Mary Jane Grant, the well known Mother Seacole, whose capabilities as a doctor had never been questioned, died in London in 1881. She was buried in St. Mary’s Roman Catholic Cemetery. The Times’ obituary praised her as a heroine, reminding people of her willingness to risk her own life to save men serving her country.

And Florence Nightingale? It’s a bit shameful to tell, really. She began spreading the rumor that Mother Seacole’s British Hotel had not been an outstanding example of sutlery and hospital, but was in fact a brothel and Mary its madam. Fortunately, history is better than petty jealousy and there are plans in the works to erect a statue of Mary Seacole in London to acknowledge her enormous contribution to medicine and to Britain. More about Mary in history class on both sides of the Pond would be a nice touch, too.

Picture via Mary Seacole dot com.

6 comments:

Undine said...

"Mary seems like the kind of lady anyone would want to know."

Funny you should say that--when I saw her portrait, before reading any of the post, my first thought was, "What a pleasant-looking woman!" Nice to know she evidently truly was, and an exceedingly admirable one to boot.

By the way, it's a small point, but wouldn't the Princess of Wales in question be Alexandra of Denmark, the wife of Edward VII, not the Alexandra of Hesse who married Czar Nicholas?

Pauline said...

Ahoy, Undine! Mary Seacole looks to me like somebody's delightful grandmother. The kind who makes the best cookies on the block.

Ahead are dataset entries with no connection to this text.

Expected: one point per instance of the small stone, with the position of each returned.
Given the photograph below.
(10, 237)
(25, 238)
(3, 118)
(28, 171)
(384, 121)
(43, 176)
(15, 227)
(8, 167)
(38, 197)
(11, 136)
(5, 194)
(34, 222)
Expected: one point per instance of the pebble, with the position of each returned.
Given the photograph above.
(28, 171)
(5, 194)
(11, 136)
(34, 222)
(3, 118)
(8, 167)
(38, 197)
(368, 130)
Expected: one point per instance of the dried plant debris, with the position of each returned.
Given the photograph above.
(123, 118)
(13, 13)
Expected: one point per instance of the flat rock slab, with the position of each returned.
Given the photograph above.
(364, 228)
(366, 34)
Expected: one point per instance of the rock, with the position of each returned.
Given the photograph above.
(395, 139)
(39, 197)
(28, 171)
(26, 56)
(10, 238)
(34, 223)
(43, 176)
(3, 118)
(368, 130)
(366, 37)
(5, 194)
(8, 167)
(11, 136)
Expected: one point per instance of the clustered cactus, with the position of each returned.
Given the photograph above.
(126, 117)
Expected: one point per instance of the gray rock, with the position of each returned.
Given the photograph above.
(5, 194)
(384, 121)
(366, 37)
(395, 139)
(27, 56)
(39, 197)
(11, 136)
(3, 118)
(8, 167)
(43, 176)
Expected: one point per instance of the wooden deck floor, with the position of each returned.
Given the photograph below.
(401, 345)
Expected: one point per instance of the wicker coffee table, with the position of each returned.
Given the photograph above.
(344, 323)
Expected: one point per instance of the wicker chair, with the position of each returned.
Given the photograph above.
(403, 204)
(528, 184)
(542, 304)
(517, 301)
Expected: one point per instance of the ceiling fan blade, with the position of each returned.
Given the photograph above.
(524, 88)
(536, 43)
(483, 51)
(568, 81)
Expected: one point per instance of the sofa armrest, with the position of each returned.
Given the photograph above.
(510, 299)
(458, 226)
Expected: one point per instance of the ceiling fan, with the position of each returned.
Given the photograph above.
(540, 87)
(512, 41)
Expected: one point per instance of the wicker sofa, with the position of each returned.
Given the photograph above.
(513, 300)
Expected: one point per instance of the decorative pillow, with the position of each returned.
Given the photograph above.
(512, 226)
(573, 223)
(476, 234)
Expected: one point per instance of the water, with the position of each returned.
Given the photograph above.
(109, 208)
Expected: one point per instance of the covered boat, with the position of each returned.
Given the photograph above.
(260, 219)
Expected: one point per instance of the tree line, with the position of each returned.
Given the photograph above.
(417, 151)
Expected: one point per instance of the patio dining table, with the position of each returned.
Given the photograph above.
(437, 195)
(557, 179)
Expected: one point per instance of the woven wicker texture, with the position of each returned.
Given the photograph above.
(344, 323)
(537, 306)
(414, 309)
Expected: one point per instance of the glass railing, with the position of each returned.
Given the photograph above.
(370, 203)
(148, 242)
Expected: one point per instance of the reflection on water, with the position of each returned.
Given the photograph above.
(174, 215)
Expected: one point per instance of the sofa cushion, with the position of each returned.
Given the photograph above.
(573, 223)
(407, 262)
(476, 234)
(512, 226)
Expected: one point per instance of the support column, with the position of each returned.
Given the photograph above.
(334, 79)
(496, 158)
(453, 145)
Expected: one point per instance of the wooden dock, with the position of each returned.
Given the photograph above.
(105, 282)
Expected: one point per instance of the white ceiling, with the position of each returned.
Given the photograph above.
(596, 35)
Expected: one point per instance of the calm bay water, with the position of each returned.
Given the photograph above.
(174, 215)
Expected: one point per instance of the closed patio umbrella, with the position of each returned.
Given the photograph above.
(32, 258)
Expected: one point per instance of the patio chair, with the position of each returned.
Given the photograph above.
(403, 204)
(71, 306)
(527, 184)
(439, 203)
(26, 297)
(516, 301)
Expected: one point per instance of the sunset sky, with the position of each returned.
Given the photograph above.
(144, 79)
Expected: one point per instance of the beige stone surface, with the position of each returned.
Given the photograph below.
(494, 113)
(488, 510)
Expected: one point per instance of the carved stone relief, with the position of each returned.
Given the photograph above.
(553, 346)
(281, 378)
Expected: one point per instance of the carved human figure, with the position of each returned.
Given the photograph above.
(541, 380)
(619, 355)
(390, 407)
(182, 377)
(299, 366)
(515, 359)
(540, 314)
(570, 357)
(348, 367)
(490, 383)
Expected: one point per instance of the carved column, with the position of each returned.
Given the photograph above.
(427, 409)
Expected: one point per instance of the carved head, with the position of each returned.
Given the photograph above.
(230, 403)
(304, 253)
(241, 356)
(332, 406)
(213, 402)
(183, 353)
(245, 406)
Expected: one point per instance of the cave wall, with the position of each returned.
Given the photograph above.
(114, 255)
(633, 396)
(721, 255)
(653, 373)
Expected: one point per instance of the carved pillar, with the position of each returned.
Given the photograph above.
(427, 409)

And you are correct; wrong Alexandra on my part. Thank you for noting that.

Timmy! said...

Ahoy, Pauline! Great story... because it's true! I'm guessing that there probably have been a lot of other women doctors throughout history that we don't know about too (and unfortunately will never be written about in our school's history books) Pirate Queen.

Isis said...

Truly facinating! I have never heard of her before, which is shameful considering her work!

Pauline said...

Ahoy, Timmy and Isis!

Timmy: I agree with you based in part on research and in part on intuition. I know for a fact that many women who acted as Doctors are now called "nurses" in history books.

Isis: I'm just glad to see that the British people are now encouraging their government to give Mrs. Seacole her due.

Looking for Humanity said...

Are you aware of any inforation regarding Dorothy Thomas, the woman who testified against Anne Bonny and Mary Reade?